Customer desire for human touch during their insurance-buying journey was highlighted in Money Smart’s Bots vs Bodies report. From the research, 91% were happy with advisor-assisted insurance purchases, whereas the overall satisfaction for customers using self-service was 86%.

Statista found that price was the most critical factor influencing their decision to purchase insurance for about 80% of APAC respondents. About 67% felt that the ability to handle the insurance purchase online was the second most crucial factor.

The future of insurtech in Southeast Asia

The goal of insurtech is to make insurance accessible, affordable, and uncomplicated. Taking into account the fact that what works in one area might not suit another country, the cover should be relevant to the people it protects. The pandemic has contributed to stakeholders changing their approach with innovative personalised solutions.

Embedded insurance—where insurance integrates with non-insurance services—provides timely coverage for customers in multiple industries. There are a few types of embedded insurance: soft embedded insurance, for example, travel insurance; hard embedded insurance, such as warranties; and invisible embedded insurance, where companies offer insurance cover for the product you purchase. Cover buyers can receive integrated omnichannel solutions like banking and insurance as a result of this microinsurance approach.

Moreover, the region’s growth of financial technology (fintech) startups has increased access to digital payments, making it easier and faster to pay for insurance. There is also an increase in mobile phone subscriptions and internet use, which is aiding the tech revolution in the insurance sector.

This tech revolution involves using AI, machine learning tools, and blockchain technology. According to McKinsey, up to one trillion devices will be connected by 2025, meaning insurance companies will have access to a phenomenal amount of customer data, which requires AI and machine learning to analyse and make predictions.

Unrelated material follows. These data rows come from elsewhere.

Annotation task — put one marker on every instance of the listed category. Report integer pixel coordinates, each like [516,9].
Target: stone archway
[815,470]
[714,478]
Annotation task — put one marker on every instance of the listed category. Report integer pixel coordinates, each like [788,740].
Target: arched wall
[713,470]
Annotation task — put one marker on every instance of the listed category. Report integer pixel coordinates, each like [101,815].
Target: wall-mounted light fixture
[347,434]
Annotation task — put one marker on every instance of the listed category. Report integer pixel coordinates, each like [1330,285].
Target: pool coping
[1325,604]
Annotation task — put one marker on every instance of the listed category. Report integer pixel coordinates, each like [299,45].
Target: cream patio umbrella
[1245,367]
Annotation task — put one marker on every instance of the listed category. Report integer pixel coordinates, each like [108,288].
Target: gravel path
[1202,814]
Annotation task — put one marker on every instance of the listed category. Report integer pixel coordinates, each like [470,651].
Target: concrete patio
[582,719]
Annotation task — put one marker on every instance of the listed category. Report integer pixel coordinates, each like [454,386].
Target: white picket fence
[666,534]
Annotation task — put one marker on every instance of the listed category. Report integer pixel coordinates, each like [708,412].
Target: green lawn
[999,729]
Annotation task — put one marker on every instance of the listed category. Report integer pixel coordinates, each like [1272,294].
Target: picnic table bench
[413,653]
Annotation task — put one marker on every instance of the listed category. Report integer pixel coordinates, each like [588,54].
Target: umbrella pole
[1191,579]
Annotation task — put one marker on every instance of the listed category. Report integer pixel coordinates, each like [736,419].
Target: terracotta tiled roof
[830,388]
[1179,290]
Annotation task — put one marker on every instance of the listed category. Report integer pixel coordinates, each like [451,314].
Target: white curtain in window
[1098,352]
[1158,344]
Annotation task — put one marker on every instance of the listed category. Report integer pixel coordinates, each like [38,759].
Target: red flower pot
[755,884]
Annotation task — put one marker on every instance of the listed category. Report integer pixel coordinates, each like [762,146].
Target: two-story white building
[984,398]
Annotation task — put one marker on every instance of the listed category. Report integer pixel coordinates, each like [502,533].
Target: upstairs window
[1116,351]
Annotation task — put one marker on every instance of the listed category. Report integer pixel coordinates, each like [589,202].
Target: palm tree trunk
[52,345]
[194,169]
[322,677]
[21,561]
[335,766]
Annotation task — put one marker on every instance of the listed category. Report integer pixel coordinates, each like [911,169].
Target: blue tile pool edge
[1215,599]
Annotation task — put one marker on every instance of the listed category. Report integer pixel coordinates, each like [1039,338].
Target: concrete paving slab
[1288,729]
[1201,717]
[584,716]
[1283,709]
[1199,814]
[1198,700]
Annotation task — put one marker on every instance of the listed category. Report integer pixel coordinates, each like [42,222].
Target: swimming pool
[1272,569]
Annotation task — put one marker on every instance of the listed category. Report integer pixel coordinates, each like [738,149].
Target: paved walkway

The data will help determine insurance premium prices and understand client behaviour to boost service personalisation.

Insurtech startups in Southeast Asia will likely thrive in the coming years as customers seek to guard against unforeseen incidents. Startups need investment to address the challenges in the insurance industry, such as engaging underserved people. Partnerships, like the one between AIA Vietnam and eCommerce platform Tiki demonstrate the region’s potential for insurtech to thrive.

The insurtech scene in Southeast Asia needs to focus on improving its products, personalising its services, and addressing concerns about technology hindering human connection with customers. Legacy insurers should evolve by adopting digital solutions and combining them with their expertise to offer faster, streamlined, and efficient services.